Uganda, unlike Kenya and Tanzania, was a British Protectorate and not a Colony. Uganda did not have a sizeable British Settler population. Uganda was thus spared of many things, such as the Mau-Mau Rebellion. Nevertheless, many trappings from the Colonial days were incorporated into Uganda at independence.
Colonial laws were incorporated without thinking about them. That includes the anti-homosexual laws of that era. Judges and the speaker of the parliament still wear the wigs that came from the Colonial past.
Ugandans often think that Western ways are better than Ugandan or African methods. There are some changes. Today it is the Chinese that have taken the place of the colonial powers of the West with their scramble for Africa that has both benefited and harmed Africa.
Tourists with a bit of sensitivity will readily see how they receive special treatment by many Ugandans. In restaurants, they are often served first.

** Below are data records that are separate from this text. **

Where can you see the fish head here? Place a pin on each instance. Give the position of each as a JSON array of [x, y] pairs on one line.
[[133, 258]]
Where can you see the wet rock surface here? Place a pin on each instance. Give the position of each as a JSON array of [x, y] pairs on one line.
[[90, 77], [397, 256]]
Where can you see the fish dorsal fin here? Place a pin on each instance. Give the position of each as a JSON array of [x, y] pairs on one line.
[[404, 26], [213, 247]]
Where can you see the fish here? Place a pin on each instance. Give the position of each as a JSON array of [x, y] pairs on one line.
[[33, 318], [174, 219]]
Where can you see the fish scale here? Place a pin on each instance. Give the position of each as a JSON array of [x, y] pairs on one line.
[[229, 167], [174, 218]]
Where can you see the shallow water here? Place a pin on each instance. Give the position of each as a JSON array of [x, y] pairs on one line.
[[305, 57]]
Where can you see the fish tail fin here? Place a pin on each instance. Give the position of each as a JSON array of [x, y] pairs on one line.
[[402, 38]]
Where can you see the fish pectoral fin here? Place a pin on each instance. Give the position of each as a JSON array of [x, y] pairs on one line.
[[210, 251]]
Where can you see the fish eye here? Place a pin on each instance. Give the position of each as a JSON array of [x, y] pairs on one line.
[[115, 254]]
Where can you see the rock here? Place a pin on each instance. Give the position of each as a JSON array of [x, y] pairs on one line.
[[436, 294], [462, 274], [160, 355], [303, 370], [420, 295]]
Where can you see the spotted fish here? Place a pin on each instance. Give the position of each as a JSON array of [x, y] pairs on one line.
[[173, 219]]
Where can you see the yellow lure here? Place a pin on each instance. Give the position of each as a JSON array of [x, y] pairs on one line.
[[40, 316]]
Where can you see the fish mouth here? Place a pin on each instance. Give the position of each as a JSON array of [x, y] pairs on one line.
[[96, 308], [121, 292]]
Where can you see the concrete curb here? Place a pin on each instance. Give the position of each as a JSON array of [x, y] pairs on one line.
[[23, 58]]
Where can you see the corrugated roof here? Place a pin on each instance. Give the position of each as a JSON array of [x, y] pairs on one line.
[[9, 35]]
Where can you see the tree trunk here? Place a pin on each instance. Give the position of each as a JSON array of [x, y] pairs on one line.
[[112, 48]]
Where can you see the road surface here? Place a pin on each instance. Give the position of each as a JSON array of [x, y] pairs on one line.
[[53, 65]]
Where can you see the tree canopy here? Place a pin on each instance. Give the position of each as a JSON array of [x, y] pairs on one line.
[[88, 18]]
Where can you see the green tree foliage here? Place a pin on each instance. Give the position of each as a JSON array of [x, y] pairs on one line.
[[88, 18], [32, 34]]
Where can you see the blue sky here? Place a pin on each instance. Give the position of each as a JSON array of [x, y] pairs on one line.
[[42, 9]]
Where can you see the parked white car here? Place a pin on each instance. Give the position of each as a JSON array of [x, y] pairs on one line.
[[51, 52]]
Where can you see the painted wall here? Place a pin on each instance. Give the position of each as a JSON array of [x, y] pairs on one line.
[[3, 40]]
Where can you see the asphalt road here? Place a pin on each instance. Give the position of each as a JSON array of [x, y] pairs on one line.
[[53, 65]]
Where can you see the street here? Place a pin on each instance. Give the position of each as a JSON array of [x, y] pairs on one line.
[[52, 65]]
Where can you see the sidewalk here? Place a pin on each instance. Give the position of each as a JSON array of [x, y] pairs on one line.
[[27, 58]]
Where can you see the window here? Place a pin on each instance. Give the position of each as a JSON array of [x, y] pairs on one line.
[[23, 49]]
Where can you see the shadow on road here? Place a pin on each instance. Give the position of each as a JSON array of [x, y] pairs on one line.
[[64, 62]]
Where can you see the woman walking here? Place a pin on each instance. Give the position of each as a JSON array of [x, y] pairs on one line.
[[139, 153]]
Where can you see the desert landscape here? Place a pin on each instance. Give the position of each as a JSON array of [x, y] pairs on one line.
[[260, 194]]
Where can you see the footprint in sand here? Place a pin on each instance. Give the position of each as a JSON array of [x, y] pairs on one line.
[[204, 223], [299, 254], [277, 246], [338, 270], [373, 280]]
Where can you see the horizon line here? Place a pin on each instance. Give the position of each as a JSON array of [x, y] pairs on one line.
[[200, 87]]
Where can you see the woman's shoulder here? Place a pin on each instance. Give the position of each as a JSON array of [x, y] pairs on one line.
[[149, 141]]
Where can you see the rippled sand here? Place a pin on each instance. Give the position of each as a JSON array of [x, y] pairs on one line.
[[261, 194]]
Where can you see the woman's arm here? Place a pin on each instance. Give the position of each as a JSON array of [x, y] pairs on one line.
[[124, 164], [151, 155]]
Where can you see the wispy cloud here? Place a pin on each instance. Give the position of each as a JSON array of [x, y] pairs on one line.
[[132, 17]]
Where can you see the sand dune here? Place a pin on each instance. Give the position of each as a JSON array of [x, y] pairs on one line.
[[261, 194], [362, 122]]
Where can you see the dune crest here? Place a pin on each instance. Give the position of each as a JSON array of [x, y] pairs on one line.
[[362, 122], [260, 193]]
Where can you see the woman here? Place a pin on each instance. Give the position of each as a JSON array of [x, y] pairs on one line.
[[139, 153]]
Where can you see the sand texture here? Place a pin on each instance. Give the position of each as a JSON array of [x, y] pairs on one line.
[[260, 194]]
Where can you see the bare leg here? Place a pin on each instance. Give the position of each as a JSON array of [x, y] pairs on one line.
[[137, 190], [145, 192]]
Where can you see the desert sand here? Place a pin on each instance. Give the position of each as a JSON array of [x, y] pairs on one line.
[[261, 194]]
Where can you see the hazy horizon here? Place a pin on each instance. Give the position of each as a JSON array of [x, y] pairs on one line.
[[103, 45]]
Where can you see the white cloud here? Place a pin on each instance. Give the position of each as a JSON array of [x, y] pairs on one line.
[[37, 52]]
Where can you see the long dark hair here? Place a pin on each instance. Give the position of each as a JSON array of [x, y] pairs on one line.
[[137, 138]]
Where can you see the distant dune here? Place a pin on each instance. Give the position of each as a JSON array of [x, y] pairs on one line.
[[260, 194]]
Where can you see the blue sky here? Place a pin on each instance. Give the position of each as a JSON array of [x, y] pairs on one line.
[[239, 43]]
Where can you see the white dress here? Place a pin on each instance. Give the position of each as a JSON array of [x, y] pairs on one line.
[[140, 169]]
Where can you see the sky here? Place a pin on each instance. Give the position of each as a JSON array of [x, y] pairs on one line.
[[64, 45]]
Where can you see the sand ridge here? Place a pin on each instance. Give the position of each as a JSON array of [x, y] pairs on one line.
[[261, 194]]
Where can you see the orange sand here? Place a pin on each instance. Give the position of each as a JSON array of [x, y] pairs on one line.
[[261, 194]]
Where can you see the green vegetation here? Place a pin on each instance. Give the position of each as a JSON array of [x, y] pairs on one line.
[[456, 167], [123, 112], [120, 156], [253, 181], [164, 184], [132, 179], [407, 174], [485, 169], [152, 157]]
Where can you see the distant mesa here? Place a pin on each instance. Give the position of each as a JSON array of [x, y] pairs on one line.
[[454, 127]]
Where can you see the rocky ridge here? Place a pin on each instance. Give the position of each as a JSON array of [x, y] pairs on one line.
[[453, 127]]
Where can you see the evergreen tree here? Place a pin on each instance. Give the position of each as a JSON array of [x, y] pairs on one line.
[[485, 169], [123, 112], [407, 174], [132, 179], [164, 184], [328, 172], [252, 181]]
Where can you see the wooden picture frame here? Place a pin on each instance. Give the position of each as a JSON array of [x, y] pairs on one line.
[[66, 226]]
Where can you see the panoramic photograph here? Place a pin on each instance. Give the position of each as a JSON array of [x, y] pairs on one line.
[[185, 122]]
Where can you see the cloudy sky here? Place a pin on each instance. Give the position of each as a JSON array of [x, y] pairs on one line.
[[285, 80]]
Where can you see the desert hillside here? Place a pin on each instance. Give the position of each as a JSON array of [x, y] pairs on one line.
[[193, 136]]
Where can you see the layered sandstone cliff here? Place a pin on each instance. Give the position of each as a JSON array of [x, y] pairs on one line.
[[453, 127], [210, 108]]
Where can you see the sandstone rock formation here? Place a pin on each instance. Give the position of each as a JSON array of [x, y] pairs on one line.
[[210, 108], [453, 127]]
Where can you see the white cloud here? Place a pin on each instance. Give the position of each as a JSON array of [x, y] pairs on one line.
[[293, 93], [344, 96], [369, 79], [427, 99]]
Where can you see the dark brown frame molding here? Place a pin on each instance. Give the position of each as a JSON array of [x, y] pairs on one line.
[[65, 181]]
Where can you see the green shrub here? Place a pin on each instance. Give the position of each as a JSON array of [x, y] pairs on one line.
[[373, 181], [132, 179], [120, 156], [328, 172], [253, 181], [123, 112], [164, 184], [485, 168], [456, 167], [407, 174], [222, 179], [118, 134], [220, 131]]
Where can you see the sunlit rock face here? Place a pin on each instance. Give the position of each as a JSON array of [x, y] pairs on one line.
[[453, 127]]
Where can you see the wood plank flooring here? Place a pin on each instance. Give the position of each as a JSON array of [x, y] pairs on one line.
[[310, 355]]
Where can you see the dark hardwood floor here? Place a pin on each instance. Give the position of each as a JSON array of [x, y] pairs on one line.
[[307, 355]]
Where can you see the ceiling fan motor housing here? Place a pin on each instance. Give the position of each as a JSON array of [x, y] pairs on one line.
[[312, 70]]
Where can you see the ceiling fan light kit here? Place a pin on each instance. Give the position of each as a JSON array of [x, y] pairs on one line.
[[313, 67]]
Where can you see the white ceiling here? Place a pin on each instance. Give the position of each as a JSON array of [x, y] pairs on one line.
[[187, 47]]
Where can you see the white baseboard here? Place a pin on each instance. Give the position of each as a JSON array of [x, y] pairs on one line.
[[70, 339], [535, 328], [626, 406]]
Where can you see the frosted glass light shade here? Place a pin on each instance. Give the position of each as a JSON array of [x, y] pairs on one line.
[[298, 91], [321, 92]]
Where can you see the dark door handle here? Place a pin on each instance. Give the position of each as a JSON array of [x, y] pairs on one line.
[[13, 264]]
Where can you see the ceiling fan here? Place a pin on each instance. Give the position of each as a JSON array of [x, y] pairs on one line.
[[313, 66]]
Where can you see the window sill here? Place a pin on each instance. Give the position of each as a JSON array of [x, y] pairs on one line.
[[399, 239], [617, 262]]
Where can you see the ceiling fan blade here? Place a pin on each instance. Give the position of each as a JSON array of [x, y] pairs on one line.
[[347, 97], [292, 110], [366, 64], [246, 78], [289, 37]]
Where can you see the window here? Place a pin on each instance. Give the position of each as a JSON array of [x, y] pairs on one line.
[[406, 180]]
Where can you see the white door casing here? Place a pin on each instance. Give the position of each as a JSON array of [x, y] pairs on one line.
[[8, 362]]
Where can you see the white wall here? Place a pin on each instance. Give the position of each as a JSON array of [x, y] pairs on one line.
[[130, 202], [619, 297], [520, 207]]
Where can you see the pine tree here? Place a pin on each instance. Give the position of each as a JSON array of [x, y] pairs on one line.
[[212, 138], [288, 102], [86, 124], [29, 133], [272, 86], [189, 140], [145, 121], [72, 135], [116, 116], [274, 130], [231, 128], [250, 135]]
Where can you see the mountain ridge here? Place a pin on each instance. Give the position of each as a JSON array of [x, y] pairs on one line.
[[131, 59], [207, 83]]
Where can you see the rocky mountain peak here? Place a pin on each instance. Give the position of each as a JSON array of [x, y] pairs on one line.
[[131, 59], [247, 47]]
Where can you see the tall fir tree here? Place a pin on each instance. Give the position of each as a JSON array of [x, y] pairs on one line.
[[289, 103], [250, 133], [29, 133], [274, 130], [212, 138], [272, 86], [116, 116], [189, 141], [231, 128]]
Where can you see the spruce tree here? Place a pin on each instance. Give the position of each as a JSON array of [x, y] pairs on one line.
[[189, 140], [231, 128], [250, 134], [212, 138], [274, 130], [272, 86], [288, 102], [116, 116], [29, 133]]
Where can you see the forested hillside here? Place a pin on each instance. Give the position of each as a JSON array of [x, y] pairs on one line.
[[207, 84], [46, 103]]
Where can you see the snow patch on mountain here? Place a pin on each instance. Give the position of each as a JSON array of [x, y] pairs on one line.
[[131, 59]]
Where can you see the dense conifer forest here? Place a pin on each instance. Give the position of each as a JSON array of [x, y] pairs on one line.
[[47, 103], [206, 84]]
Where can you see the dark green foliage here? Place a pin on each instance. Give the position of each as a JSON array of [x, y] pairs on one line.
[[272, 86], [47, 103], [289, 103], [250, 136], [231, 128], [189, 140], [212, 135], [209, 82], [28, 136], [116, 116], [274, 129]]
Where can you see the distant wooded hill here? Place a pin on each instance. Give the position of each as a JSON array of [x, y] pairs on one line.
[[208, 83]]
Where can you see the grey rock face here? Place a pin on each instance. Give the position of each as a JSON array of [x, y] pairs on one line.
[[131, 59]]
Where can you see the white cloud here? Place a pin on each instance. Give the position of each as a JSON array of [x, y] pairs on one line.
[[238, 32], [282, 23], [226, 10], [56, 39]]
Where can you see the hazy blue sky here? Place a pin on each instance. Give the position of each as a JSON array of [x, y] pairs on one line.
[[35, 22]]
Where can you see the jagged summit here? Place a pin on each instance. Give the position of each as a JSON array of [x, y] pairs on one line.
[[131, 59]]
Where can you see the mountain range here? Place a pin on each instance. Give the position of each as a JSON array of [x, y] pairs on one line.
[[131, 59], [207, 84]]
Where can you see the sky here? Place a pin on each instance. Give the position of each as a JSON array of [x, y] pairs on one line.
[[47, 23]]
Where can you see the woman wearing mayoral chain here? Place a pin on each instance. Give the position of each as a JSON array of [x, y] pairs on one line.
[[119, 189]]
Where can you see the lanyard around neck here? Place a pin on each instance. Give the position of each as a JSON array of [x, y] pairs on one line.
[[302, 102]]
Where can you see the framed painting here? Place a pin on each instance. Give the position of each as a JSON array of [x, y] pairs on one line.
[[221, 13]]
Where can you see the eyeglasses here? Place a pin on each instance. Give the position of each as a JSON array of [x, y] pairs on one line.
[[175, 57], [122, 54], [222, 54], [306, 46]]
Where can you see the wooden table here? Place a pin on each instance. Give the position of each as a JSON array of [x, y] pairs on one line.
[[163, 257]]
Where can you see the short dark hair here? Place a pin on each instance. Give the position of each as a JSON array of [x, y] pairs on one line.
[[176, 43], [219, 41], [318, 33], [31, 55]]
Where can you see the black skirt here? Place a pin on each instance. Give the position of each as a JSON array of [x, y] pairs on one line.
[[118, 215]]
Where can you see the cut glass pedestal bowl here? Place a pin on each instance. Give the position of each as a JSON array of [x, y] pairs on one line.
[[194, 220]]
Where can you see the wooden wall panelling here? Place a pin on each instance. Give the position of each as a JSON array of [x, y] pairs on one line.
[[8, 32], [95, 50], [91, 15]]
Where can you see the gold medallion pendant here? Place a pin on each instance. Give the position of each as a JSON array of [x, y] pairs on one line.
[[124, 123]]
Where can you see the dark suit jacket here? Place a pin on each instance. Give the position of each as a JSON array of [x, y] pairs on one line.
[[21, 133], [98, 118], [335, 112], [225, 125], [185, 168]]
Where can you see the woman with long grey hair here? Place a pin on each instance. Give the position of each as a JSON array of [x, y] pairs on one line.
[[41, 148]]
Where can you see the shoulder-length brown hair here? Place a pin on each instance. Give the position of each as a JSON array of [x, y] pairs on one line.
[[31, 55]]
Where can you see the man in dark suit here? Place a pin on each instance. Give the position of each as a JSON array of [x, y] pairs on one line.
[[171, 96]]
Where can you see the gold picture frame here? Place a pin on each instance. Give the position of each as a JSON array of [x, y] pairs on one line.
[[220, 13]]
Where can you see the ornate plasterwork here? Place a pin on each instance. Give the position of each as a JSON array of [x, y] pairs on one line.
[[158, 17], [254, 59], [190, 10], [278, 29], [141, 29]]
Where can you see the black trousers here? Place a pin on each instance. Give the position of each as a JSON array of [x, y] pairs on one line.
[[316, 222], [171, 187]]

That has nothing to do with race, but the simple reality that Westerners, especially Americans, and Canadians who come from Tipping Cultures will leave a bit of useful cash.
Most Ugandans are aware of the Black Lives Matter movement and protests in the US and the West. Here it has reignited a movement of wanting to change the names of locations from Colonial ones to African ones. Sir Frederick Lugard, who treated Africans in brutal and dehumanizing ways, is one person whose name may soon be removed from places in Uganda.
The Ugandan Street and Places Name Change campaigner Apollo Makubuya said the aim was to name streets. “In a manner that addresses the legacy of colonialism and oppression, promotes national heroes and heroines as well as contributes to national harmony, respect for and protection of human rights and dignity.”
Uganda does not and never has denied its historical past. Idi Amin’s portray still in parliament as one of Uganda’s past presidents.
Black Lives Matter Movement – a problem in Uganda that one always hears is not that Black Lives do not matter. What matters in Uganda is what tribe you come from. Tribalism rears its ugly head from time to time, taking away from Ugandan Patriotism.
Black Lives Matter Movement Tourist Advice: If asked about what is happening in your country as a result of “Black Lives Matter.” Answer it to the best of your ability. If you want to ask questions about life in Uganda, do so in an appropriate manner. Do not criticize Uganda. Many Ugandans are quite patriotic and defensive of their country no matter what their political views might be.
Do not assume that the Ugandan that you are speaking to does not understand what you are talking about. Uganda has been recognized as the best English speaking country in Africa. You Safari Driver just might be a University Graduate. Cast aside perceived cultural Stereotypes and enjoy a Ugandan conversation Style.
We also suggest that you know a bit about Ugandan Culture before you arrive…enjoy Uganda.